The Chicago and Alton Railroad began service in 1847 in Illinois as the Alton and Sangamon Railroad and later linked Alton to Springfield and Joliet. However, financial reverses forced the Company through several bankruptcies and name changes until about 1855 when the Road was reorganized as the Chicago and Alton. The heyday of the Chicago and Alton Railway occurred after the Civil War when it operated nearly 1000 miles of track.

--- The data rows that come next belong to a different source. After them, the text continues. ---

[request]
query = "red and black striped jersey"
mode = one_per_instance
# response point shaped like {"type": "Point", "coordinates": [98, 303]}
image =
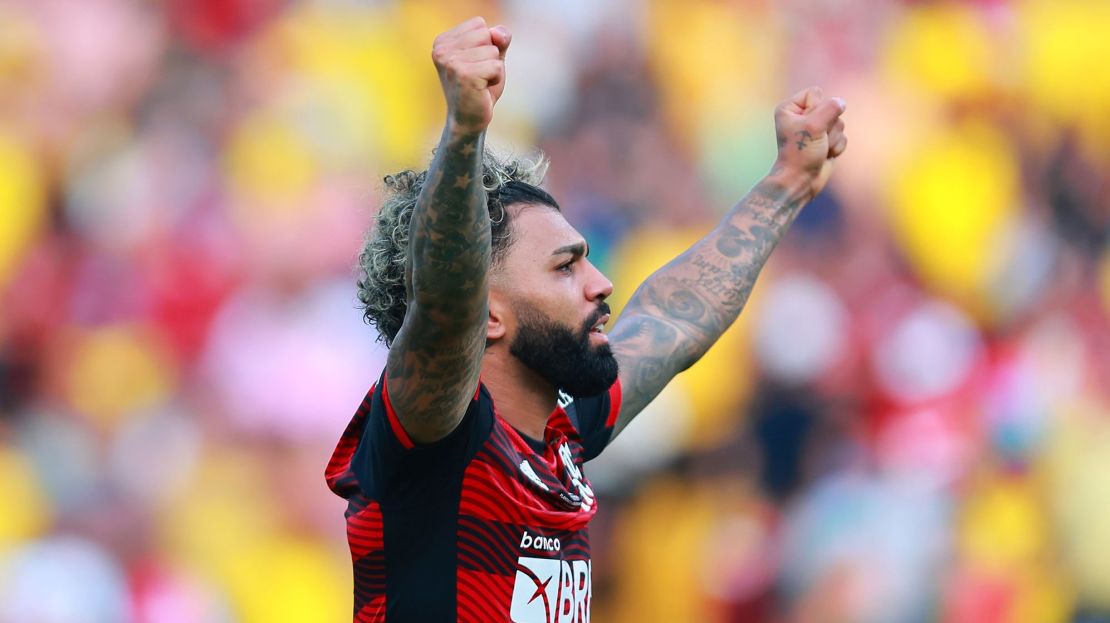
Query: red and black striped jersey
{"type": "Point", "coordinates": [483, 525]}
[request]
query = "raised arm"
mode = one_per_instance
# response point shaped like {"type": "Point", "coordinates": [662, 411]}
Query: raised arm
{"type": "Point", "coordinates": [679, 311]}
{"type": "Point", "coordinates": [433, 364]}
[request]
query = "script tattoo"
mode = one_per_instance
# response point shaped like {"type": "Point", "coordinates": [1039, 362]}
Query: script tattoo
{"type": "Point", "coordinates": [684, 308]}
{"type": "Point", "coordinates": [434, 361]}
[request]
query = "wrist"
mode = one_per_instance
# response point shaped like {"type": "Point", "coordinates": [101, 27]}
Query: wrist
{"type": "Point", "coordinates": [456, 130]}
{"type": "Point", "coordinates": [796, 184]}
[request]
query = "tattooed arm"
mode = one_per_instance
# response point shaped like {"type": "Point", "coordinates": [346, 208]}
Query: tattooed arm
{"type": "Point", "coordinates": [678, 312]}
{"type": "Point", "coordinates": [434, 361]}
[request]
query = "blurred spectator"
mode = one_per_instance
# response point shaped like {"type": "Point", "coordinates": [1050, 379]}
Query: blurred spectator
{"type": "Point", "coordinates": [910, 422]}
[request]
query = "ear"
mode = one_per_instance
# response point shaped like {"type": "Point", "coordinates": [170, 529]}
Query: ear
{"type": "Point", "coordinates": [495, 328]}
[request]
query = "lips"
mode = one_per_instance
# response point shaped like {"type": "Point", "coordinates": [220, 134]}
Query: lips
{"type": "Point", "coordinates": [597, 327]}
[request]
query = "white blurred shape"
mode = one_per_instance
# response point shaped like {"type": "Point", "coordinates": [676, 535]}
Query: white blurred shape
{"type": "Point", "coordinates": [62, 580]}
{"type": "Point", "coordinates": [928, 353]}
{"type": "Point", "coordinates": [152, 456]}
{"type": "Point", "coordinates": [800, 329]}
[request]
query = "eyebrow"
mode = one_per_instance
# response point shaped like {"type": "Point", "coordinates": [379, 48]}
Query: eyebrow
{"type": "Point", "coordinates": [577, 249]}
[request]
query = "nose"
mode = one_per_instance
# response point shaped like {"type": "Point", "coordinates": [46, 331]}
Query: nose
{"type": "Point", "coordinates": [597, 287]}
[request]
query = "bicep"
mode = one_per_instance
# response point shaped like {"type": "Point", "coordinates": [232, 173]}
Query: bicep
{"type": "Point", "coordinates": [433, 367]}
{"type": "Point", "coordinates": [649, 352]}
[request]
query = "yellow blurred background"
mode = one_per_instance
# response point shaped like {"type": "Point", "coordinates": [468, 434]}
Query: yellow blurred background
{"type": "Point", "coordinates": [909, 423]}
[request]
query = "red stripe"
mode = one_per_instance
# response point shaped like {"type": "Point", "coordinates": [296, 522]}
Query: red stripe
{"type": "Point", "coordinates": [483, 596]}
{"type": "Point", "coordinates": [614, 404]}
{"type": "Point", "coordinates": [394, 422]}
{"type": "Point", "coordinates": [373, 612]}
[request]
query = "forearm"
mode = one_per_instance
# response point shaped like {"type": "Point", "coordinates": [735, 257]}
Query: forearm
{"type": "Point", "coordinates": [450, 241]}
{"type": "Point", "coordinates": [703, 291]}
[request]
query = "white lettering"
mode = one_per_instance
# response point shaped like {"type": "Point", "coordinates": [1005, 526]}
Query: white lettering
{"type": "Point", "coordinates": [551, 591]}
{"type": "Point", "coordinates": [566, 612]}
{"type": "Point", "coordinates": [540, 542]}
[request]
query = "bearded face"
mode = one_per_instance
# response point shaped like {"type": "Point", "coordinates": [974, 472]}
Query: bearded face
{"type": "Point", "coordinates": [562, 354]}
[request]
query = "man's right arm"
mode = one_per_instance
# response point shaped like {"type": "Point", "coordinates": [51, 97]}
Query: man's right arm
{"type": "Point", "coordinates": [434, 362]}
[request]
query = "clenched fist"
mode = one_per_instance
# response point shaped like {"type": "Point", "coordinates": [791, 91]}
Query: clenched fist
{"type": "Point", "coordinates": [471, 61]}
{"type": "Point", "coordinates": [810, 137]}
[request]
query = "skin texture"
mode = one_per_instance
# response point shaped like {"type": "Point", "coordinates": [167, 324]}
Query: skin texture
{"type": "Point", "coordinates": [461, 313]}
{"type": "Point", "coordinates": [434, 362]}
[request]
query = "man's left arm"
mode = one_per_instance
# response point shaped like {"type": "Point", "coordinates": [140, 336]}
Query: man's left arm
{"type": "Point", "coordinates": [679, 311]}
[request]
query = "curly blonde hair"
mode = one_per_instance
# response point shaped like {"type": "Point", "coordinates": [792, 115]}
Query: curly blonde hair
{"type": "Point", "coordinates": [384, 253]}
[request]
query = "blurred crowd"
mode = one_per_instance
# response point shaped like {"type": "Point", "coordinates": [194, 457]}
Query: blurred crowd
{"type": "Point", "coordinates": [909, 423]}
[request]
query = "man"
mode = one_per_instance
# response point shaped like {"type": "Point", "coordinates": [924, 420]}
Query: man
{"type": "Point", "coordinates": [463, 468]}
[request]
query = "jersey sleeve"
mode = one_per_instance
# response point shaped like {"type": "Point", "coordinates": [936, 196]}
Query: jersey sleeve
{"type": "Point", "coordinates": [594, 418]}
{"type": "Point", "coordinates": [390, 465]}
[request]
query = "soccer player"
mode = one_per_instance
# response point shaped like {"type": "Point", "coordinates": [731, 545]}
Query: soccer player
{"type": "Point", "coordinates": [463, 466]}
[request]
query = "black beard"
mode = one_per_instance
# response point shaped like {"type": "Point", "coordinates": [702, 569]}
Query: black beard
{"type": "Point", "coordinates": [562, 355]}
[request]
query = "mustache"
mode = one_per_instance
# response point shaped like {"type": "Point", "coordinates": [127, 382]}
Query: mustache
{"type": "Point", "coordinates": [602, 310]}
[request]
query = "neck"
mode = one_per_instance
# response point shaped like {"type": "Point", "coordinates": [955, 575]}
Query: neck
{"type": "Point", "coordinates": [523, 398]}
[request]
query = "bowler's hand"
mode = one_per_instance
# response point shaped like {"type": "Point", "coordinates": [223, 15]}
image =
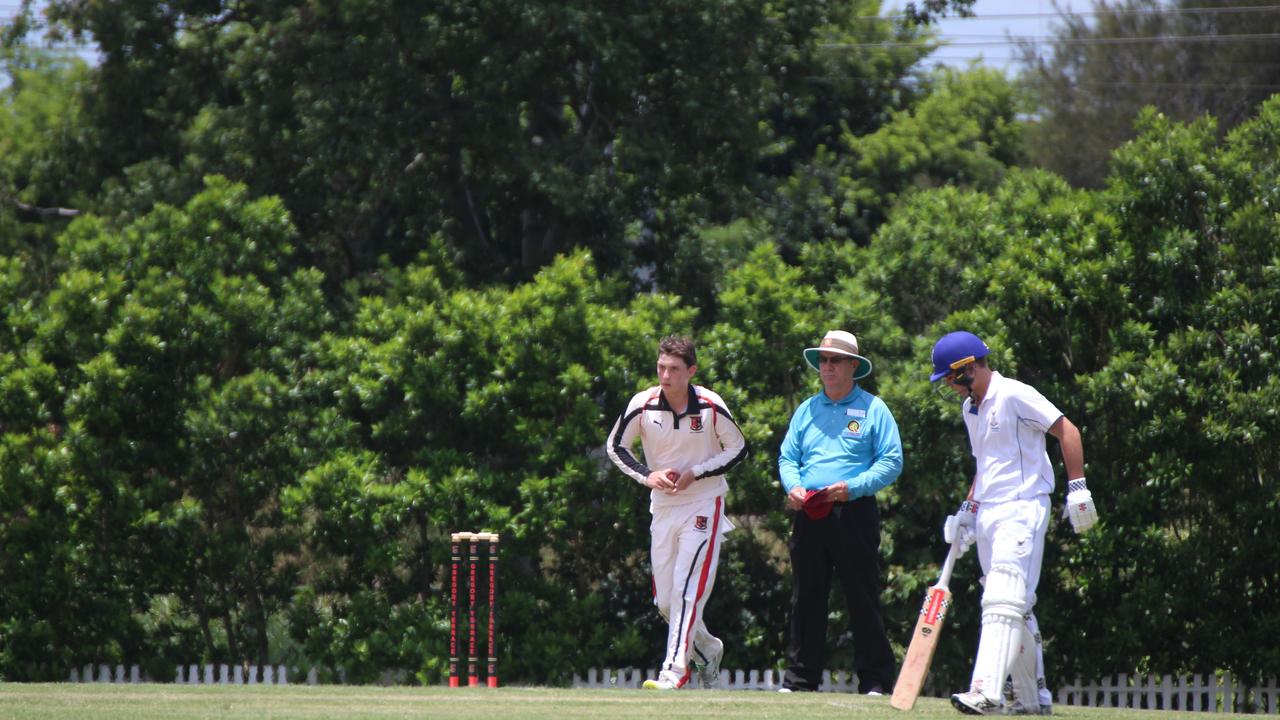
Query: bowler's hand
{"type": "Point", "coordinates": [662, 481]}
{"type": "Point", "coordinates": [795, 499]}
{"type": "Point", "coordinates": [837, 492]}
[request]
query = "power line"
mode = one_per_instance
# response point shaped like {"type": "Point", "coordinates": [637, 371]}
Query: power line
{"type": "Point", "coordinates": [1220, 39]}
{"type": "Point", "coordinates": [1235, 9]}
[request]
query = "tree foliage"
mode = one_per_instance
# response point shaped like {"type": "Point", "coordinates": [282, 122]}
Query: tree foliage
{"type": "Point", "coordinates": [1188, 59]}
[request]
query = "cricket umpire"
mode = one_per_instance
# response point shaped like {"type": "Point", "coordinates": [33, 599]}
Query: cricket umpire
{"type": "Point", "coordinates": [841, 447]}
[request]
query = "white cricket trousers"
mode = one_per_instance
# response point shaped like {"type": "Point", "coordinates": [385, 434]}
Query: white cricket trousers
{"type": "Point", "coordinates": [685, 554]}
{"type": "Point", "coordinates": [1013, 533]}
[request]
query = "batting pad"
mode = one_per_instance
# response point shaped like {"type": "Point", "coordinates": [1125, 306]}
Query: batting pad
{"type": "Point", "coordinates": [1004, 601]}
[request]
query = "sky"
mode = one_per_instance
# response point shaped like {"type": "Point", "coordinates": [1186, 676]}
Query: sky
{"type": "Point", "coordinates": [986, 36]}
{"type": "Point", "coordinates": [983, 37]}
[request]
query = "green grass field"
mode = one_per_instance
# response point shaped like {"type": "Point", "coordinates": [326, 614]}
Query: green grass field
{"type": "Point", "coordinates": [182, 702]}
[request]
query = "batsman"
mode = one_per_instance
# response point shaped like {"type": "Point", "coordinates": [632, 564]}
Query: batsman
{"type": "Point", "coordinates": [1006, 515]}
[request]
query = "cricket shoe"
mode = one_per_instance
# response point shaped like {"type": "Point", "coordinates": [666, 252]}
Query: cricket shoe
{"type": "Point", "coordinates": [667, 680]}
{"type": "Point", "coordinates": [708, 671]}
{"type": "Point", "coordinates": [973, 702]}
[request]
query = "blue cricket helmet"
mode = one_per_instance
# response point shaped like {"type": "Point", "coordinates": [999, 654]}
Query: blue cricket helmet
{"type": "Point", "coordinates": [954, 351]}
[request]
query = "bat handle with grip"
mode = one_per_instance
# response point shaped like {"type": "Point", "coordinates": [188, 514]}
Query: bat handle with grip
{"type": "Point", "coordinates": [945, 577]}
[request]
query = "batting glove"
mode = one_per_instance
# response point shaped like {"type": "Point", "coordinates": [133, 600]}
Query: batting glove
{"type": "Point", "coordinates": [961, 525]}
{"type": "Point", "coordinates": [1079, 506]}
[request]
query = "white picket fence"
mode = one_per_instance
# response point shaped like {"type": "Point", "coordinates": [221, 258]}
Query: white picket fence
{"type": "Point", "coordinates": [1196, 693]}
{"type": "Point", "coordinates": [1202, 693]}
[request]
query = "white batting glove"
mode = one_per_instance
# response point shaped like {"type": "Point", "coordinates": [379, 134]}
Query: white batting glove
{"type": "Point", "coordinates": [1079, 506]}
{"type": "Point", "coordinates": [961, 525]}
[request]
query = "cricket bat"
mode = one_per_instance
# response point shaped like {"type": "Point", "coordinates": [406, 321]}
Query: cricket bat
{"type": "Point", "coordinates": [924, 638]}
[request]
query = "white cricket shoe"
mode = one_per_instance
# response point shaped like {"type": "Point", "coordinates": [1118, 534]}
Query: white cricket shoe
{"type": "Point", "coordinates": [1019, 709]}
{"type": "Point", "coordinates": [708, 673]}
{"type": "Point", "coordinates": [974, 703]}
{"type": "Point", "coordinates": [667, 680]}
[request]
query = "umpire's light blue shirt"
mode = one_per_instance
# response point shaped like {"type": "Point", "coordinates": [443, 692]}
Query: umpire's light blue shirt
{"type": "Point", "coordinates": [853, 440]}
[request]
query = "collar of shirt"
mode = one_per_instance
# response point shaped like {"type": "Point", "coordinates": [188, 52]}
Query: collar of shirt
{"type": "Point", "coordinates": [691, 408]}
{"type": "Point", "coordinates": [845, 400]}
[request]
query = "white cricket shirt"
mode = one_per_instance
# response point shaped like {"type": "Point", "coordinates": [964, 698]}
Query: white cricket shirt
{"type": "Point", "coordinates": [704, 438]}
{"type": "Point", "coordinates": [1006, 433]}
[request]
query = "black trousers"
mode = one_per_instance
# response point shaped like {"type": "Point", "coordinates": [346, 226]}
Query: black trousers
{"type": "Point", "coordinates": [845, 542]}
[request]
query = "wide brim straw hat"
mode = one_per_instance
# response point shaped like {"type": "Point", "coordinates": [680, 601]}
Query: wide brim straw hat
{"type": "Point", "coordinates": [839, 342]}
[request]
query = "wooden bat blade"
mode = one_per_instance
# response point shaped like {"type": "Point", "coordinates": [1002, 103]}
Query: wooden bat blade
{"type": "Point", "coordinates": [919, 654]}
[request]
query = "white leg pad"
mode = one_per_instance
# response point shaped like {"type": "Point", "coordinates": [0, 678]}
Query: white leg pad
{"type": "Point", "coordinates": [1024, 678]}
{"type": "Point", "coordinates": [1004, 602]}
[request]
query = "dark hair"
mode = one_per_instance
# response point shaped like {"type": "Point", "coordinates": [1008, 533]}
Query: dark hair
{"type": "Point", "coordinates": [680, 346]}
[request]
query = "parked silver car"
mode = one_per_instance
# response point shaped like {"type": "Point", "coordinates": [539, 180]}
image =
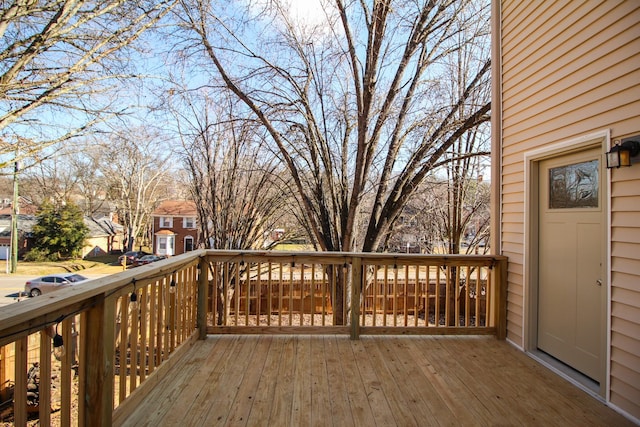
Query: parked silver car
{"type": "Point", "coordinates": [51, 283]}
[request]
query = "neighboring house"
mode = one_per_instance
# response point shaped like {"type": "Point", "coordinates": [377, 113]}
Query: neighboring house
{"type": "Point", "coordinates": [566, 87]}
{"type": "Point", "coordinates": [175, 229]}
{"type": "Point", "coordinates": [104, 236]}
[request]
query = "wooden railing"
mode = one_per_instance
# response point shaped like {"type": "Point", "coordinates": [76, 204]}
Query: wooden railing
{"type": "Point", "coordinates": [113, 348]}
{"type": "Point", "coordinates": [279, 292]}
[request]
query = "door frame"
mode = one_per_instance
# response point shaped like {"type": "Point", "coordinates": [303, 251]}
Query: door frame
{"type": "Point", "coordinates": [532, 159]}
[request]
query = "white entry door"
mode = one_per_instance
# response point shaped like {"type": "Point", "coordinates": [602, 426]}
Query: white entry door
{"type": "Point", "coordinates": [571, 261]}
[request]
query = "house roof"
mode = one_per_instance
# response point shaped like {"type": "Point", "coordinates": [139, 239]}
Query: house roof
{"type": "Point", "coordinates": [176, 208]}
{"type": "Point", "coordinates": [97, 227]}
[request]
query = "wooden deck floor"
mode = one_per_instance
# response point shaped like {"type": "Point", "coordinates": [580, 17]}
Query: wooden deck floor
{"type": "Point", "coordinates": [384, 381]}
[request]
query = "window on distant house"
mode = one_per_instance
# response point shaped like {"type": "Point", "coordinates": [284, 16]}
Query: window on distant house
{"type": "Point", "coordinates": [188, 244]}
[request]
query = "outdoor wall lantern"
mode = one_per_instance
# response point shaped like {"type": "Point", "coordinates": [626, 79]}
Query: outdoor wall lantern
{"type": "Point", "coordinates": [621, 153]}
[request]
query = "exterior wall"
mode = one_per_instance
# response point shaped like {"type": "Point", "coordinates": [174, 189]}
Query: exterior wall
{"type": "Point", "coordinates": [569, 69]}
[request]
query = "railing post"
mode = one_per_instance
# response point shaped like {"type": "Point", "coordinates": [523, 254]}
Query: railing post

By 1879 the Line was complete: beginning in Chicago, it bridged the Mississippi River at Louisiana, Missouri, extended through the town of Mexico to bridge the Missouri River at Glasgow and arrived at Kansas City, its western terminus, all on its own rails. Around the turn of the century, the E.H. Harriman Syndicate bought the Line, watered its stock, and shifted its assets first to the Union Pacific, then the Rock Island, and finally the Clover Leaf. After the Company's third receivership, it was sold to the Baltimore and Ohio Railroad in 1929 and renamed the Alton Railroad.
In 1942, the Line was again sold to the Isaac Tigrett System where it helped form the nation's second Mid-Continent trunk line between Chicago and the Gulf under the Gulf, Mobile and Ohio Railroad name. Finally, in 1972, the Company merged with the Illinois Central to form the current Illinois Central Gulf System.